Babes, the choices you make regarding your health right now, are more important than ever. But between the misleading labels and aisles and aisles of ‘healthy foods’, eating correctly can be very confusing and an even more daunting task for most women.
Fresh fruit and fresh vegetables are the gifts that keeps on giving, Nicole Maider from Eldorado Park believes. She tells Health For Mzansi that pineapples are a personal favourite because the tropical fruit is a natural aphrodisiac and eating them regularly enhances the smell of a woman’s vagina.
“Just eating it regularly gives a fresh pleasant smell to your female parts and it gives intense arousals and heightens orgasms.”
Eat healthy, stay healthy
To stay in good health, it is important that women eat certain foods that prevent future illness, including heart diseases and are beneficial to their sexual reproductive health, says Cape Town health coach Hannah Kaye.
For *somatologist, Koketso Dinoko from the Tlakgameng Village in Ganyesa, North West, healthy iron rich foods are essential, especially when she is on her period. Dinoko suffers from anaemia and *dysmenorrhea – period pains so severe that she is unable to do any normal activities.
“When a woman is pregnant, she is supposed to take her folic acid [a B vitamin] because it supplements the iron in the body. When you are iron deficient, you experience dizzy spells, and sometimes nausea and also headaches.”
Cape Town fitness enthusiast, Asiphe Nombewu, says that all it takes is a little discipline when it comes to what women should eat.
No ‘one size fits all’ diet
While there are no specific foods that can improve women’s health, women can benefit from a healthy diet that boasts a variety of vegetables, fruits, healthy fats, and protein.
“Evidence continues to grow, demonstrating that lifestyle changes can modulate hormonal function to improve health and lower or even reverse the risk of chronic disease. Every diet can be adapted to a specific health concern, but we know that a diet rich in vegetables and good fats (like olive oil, nuts, seeds, and avocado) is crucial to health maintenance. For some women, it will be essential to follow a lower carbohydrate diet but for other a Mediterranean diet will work well.”
Kaye, is an Integrative nutrition health coach who specialises in hormonal health.
She further warns that a high sugar, fast-food diet is associated with many health concerns, so reducing these is crucial to health.
“This is often referred to as the SAD diet – Standard American Diet. This is a leading cause for insulin resistance (a pre-diabetes state) which is linked to chronic disease development. So, regulating blood sugar is crucial as part of health maintenance.”
Foods for lady issues
For women experiencing menopause and severe menstrual cramps, Kaye recommends a diet low in sugar and salt as these can make things worse
“During the menopausal transition, there is an emergence of various lipid metabolic disorders due to hormonal changes, such as decreased levels of oestrogens and increased levels of circulating androgens. These may lead to the development of metabolic syndromes including cardiovascular diseases and type 2 diabetes.”
Some essential vitamins for female reproductive health includes:
- Vitamin D: The “sunshine vitamin,” vitamin D can be considered a hormone as well.
- Omega 3: Fatty acids found in oily fish, flaxseeds, chia seeds and walnuts.
- Phytochemicals: Can be found in brightly-coloured fruit and vegetables.

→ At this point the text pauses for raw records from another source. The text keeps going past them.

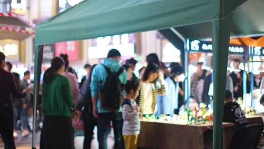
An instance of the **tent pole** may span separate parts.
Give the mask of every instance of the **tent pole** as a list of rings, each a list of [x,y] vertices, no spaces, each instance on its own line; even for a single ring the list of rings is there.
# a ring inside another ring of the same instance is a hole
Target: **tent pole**
[[[190,97],[189,82],[189,39],[184,41],[184,73],[186,78],[184,82],[184,101],[186,101],[187,108],[189,108],[189,99]]]
[[[226,67],[228,57],[228,45],[230,35],[232,14],[223,17],[220,13],[219,20],[212,22],[213,62],[214,66],[214,149],[222,149],[222,124],[224,99],[226,84]]]
[[[243,71],[243,100],[246,99],[246,84],[247,84],[247,77],[246,72],[245,71],[245,63],[246,59],[245,55],[243,56],[243,66],[244,67],[244,71]]]
[[[251,50],[251,72],[250,73],[250,93],[251,94],[251,102],[250,103],[250,106],[252,107],[253,106],[253,91],[254,90],[254,74],[253,74],[253,48],[250,47]]]
[[[37,103],[39,97],[40,74],[41,65],[43,58],[44,45],[35,47],[34,78],[34,106],[32,133],[32,149],[36,149],[35,145],[36,117],[37,115]]]

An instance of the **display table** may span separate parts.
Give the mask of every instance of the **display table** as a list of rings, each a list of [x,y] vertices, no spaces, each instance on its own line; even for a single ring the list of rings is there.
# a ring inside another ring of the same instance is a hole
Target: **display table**
[[[263,120],[260,115],[251,116],[246,117],[249,124],[264,124]]]
[[[234,134],[234,124],[223,124],[225,148]],[[138,147],[149,149],[203,149],[211,145],[212,124],[188,125],[159,122],[141,122]]]

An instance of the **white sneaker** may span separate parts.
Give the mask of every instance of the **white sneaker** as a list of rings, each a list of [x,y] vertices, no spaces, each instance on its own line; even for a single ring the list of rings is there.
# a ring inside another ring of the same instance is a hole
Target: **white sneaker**
[[[17,138],[18,137],[18,133],[16,131],[14,131],[14,133],[13,133],[13,136],[14,136],[14,138]]]
[[[25,137],[30,134],[30,133],[27,130],[24,130],[23,131],[23,132],[22,132],[22,137]]]

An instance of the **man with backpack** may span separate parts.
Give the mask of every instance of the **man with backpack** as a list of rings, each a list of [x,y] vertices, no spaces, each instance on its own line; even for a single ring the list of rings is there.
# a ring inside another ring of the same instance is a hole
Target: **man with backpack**
[[[122,85],[127,81],[127,74],[119,64],[120,58],[118,50],[110,50],[107,58],[94,68],[92,74],[90,88],[93,113],[95,117],[98,118],[100,149],[108,148],[111,121],[115,134],[114,149],[124,148],[122,132]]]

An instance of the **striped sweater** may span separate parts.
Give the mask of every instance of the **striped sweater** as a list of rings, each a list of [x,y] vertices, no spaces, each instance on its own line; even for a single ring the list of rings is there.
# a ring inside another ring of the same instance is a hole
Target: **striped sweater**
[[[139,95],[138,96],[136,102],[139,106],[139,112],[143,113],[143,107],[144,103],[144,94],[147,94],[144,92],[144,88],[143,87],[143,83],[145,83],[143,82],[142,80],[139,81],[140,90],[139,91]],[[152,108],[153,110],[153,113],[155,113],[156,104],[157,103],[157,95],[159,95],[160,96],[165,96],[167,95],[167,87],[166,87],[166,82],[164,83],[161,83],[158,81],[154,83],[153,84],[152,87],[152,98],[153,98],[153,102]]]
[[[132,105],[133,100],[125,99],[123,101],[123,134],[132,135],[139,134],[140,121],[138,113]]]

For some women, menstruation is a breeze but for others, premenstrual dysphoric disorder (PMDD) can be a real issue.
“This is a severe form of PMS. For this, a balanced diet is crucial as a high sugar and salt intake can make things worse – and unfortunately, this is exactly the type of foods that women crave at this time of the month. Foods high in magnesium are essential, like green leafy vegetables. The good news is that dark chocolate can be beneficial at this time.”

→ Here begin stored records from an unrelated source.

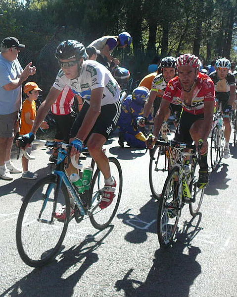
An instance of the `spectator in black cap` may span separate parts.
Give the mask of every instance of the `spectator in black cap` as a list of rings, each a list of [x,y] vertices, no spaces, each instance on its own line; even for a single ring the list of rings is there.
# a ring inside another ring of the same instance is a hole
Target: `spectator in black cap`
[[[10,161],[14,136],[19,132],[21,84],[36,69],[29,63],[23,70],[17,59],[25,48],[15,37],[6,37],[0,45],[0,178],[11,180],[11,173],[20,173]]]
[[[95,49],[93,46],[87,47],[86,50],[90,60],[96,60],[97,55],[100,54],[100,52]]]

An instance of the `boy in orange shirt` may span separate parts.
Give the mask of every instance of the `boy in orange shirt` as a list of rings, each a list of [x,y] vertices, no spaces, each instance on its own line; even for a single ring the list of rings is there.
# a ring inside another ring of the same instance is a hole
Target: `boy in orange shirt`
[[[21,114],[21,129],[20,134],[25,135],[29,133],[32,127],[35,119],[36,117],[36,106],[35,100],[39,97],[39,91],[42,91],[38,85],[33,82],[27,82],[23,89],[26,94],[26,98],[22,105]],[[47,129],[48,125],[46,121],[43,121],[41,127],[43,129]],[[32,145],[27,149],[29,154],[31,152]],[[22,178],[29,179],[35,179],[37,178],[38,175],[28,170],[29,160],[23,155],[21,159],[23,173]]]

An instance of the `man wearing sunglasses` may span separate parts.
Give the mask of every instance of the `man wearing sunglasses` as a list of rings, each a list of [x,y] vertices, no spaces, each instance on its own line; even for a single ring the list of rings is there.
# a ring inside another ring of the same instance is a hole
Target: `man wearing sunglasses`
[[[236,98],[236,80],[235,75],[230,69],[231,62],[223,58],[216,62],[216,70],[209,75],[214,83],[216,98],[219,105],[221,103],[225,126],[225,144],[223,157],[230,156],[229,141],[231,133],[231,116]]]
[[[99,206],[105,208],[113,200],[116,184],[102,147],[114,129],[120,114],[120,88],[104,66],[96,61],[87,59],[84,45],[76,40],[62,42],[57,48],[55,57],[61,69],[38,111],[32,132],[23,138],[25,143],[30,142],[30,138],[31,136],[32,139],[36,133],[52,104],[65,86],[69,85],[85,101],[71,131],[70,142],[73,145],[71,155],[78,154],[87,144],[91,156],[104,177],[105,186]],[[72,170],[68,169],[70,175]],[[72,207],[71,213],[73,212]],[[63,220],[65,215],[63,212],[56,213],[55,217]]]
[[[36,71],[32,62],[23,70],[17,59],[25,48],[15,37],[6,37],[0,45],[0,178],[11,180],[10,174],[20,173],[10,161],[14,136],[19,130],[21,84]]]

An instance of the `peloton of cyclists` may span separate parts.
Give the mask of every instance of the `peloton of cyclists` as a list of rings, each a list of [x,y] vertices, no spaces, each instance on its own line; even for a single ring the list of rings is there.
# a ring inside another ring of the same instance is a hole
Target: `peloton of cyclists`
[[[230,156],[230,119],[236,99],[236,80],[235,75],[230,71],[230,60],[225,58],[221,58],[216,62],[216,70],[209,75],[214,84],[216,98],[219,104],[221,103],[222,112],[224,114],[223,121],[226,141],[223,157],[225,159]]]
[[[154,108],[154,116],[157,112],[164,94],[165,90],[169,81],[176,75],[176,59],[173,57],[167,57],[161,60],[160,65],[162,73],[158,74],[154,79],[148,101],[144,107],[144,117],[147,118],[150,112],[152,106]],[[182,110],[180,105],[171,104],[165,117],[165,121],[168,119],[171,114],[177,112],[179,118]]]
[[[209,181],[207,137],[212,125],[215,90],[212,80],[199,72],[200,66],[198,58],[190,54],[178,58],[178,76],[169,82],[155,117],[152,145],[159,137],[170,104],[181,105],[183,112],[175,140],[188,144],[194,141],[196,145],[203,140],[197,181],[197,186],[203,188]]]
[[[108,160],[102,147],[114,130],[121,112],[120,88],[110,72],[96,61],[87,59],[84,46],[76,40],[66,40],[59,45],[55,57],[59,70],[45,101],[37,112],[30,134],[23,136],[28,143],[34,138],[39,125],[51,105],[66,85],[85,100],[83,107],[71,131],[70,143],[73,145],[71,155],[78,156],[87,143],[89,152],[104,177],[100,208],[112,202],[116,181],[111,176]],[[73,172],[73,169],[71,174]],[[71,214],[73,214],[72,209]],[[64,212],[56,213],[55,217],[63,219]]]

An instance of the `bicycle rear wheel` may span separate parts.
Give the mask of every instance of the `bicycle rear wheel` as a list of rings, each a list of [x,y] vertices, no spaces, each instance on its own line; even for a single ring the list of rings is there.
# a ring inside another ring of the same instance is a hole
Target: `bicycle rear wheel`
[[[196,160],[195,163],[194,164],[192,180],[190,184],[193,202],[190,203],[189,208],[190,214],[193,217],[194,217],[200,210],[205,191],[205,188],[200,189],[197,186],[197,180],[198,179],[198,172],[199,166]]]
[[[90,219],[93,227],[100,230],[107,228],[114,218],[120,202],[123,187],[122,169],[119,162],[113,157],[110,157],[108,159],[111,175],[117,184],[112,203],[103,209],[99,208],[99,204],[101,201],[101,190],[104,186],[104,179],[98,168],[92,179],[89,192],[92,210]]]
[[[155,160],[150,159],[149,165],[149,183],[154,198],[159,199],[168,169],[168,160],[166,154],[166,148],[155,145],[153,155]]]
[[[179,168],[174,167],[163,188],[157,214],[157,235],[161,246],[167,246],[172,242],[181,214],[182,187],[179,177]]]
[[[234,145],[236,145],[237,138],[237,112],[236,110],[233,115],[234,119]]]
[[[213,128],[211,133],[210,146],[211,165],[213,171],[216,169],[220,161],[220,146],[219,145],[219,140],[218,137],[219,129],[216,126]]]
[[[60,222],[53,215],[62,206],[65,206],[66,219]],[[67,190],[55,176],[42,178],[30,189],[16,225],[17,249],[27,265],[38,267],[54,258],[66,235],[69,212]]]

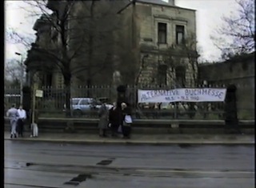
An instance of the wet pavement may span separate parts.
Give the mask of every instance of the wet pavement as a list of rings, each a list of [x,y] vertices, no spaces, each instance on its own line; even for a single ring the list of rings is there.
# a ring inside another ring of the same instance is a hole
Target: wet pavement
[[[5,141],[5,186],[254,187],[254,146]]]
[[[121,135],[119,135],[121,137]],[[254,134],[132,134],[130,139],[121,138],[99,138],[93,134],[39,133],[38,138],[30,138],[26,133],[23,138],[10,138],[5,132],[5,140],[48,142],[82,144],[121,144],[121,145],[172,145],[172,144],[247,144],[254,145]]]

For women looking to improve their health, Kaye shares the following tip: ‘crowding out’.
“If completely changing your diet and lifestyle seems overwhelming, the key is to make small but meaningful changes. In my coaching practice I use the term “crowding out.”
Three tips for crowding out your diet:
- Keep it, lean, green and mean: Top of the list in terms of health is increasing vegetable intake. “The healthier foods we include in our diet, the less space there is for unhealthy ones,” says Kaye.
- Hydrate babes: Kaye says we should be aiming for six to eight cups per day, which is a lot. “Most of us won’t get there but keeping that number is mind is always a reminder that, that is where our focus should be.”
- EVOO is magic: “There is a plethora of research on the health benefits of olive oil as it contains phytonutrients and works as an anti-inflammatory. Use it in cooking and add to vegetables and salads.”